Getting proactive with your cost management
Expenditure and cost management is all about getting in control of your expenses – and, where possible, aiming to reduce the level of costs and overheads that you incur as a company.
Why does this matter? Well, excessive spending eats into your cashflow, reduces your profit margins and will hinder you from achieving the profits that you wish to achieve and that you’re capable of as a business. So if you can get proactive with your cost management, you can actually make your company more financially productive – and that’s great for your overall business health.
So, what can you do to reduce expenditure and slim down your company expenses?
Here are some key ways to reduce expenses:
Reduce your overheads – your overheads are the unavoidable costs of running your business, producing your products or supplying your services. If you have premises, these overheads will include rental payments, utility bills and even the cost of paying your staff. Breakdown your figures and see where there are opportunities to reduce these overhead costs. That could mean moving to smaller premises, or reducing the size of your workforce, to reduce payroll expenditure.
Limit on your staff expenses – if your employees can claim expenses, or buy raw materials and equipment with the company’s money, these costs can soon start to rack up. It’s a good idea to put a spending limit in place, so each staff member can only spend up to an agreed amount. Having a clear expenses policy helps, as will training up your staff in good spend management techniques. Expenses cards allow you to quickly set spend limits, track expenses and pull your expenses data through to your cloud accounting platform for processing.

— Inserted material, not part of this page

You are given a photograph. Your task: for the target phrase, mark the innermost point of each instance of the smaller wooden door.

Look for cheaper suppliers – if you can reduce your supplier costs, this will go a long way to bringing down your overall spend. If you’ve been with certain key suppliers for years, look around for new quotes, look at current market prices and see if you can negotiate better deals. And if your old suppliers aren’t flexible enough, try swapping to newer, more eager suppliers who will be willing to meet you in the middle on price.
Make your operations leaner and more effective – the bigger your operational costs are, the less margin you’ll make on your end products and services. One way to resolve this is to aim for a ‘lean approach’, paring back your staff, resources and operational complexity to the bare minimum. By making the business as lean as possible, whilst still delivering the same output, you keep your revenue stable, but reduce the spend level that’s eating into your cost of goods sold (COGS). The smaller your COGS, the more profit you make on each unit or sale – and that means better cashflow, more working capital and bigger profits.
Explore tax reliefs – you might assume that tax costs are an unavoidable expense when running your business, but it’s worth exploring which tax reliefs, grants or other business benefits you may benefit from. For example, research and development (R&D) tax credits that help cut your corporation tax expenses if you can demonstrate that you’re involved in innovation and ground breaking R&D within your industry or specialism.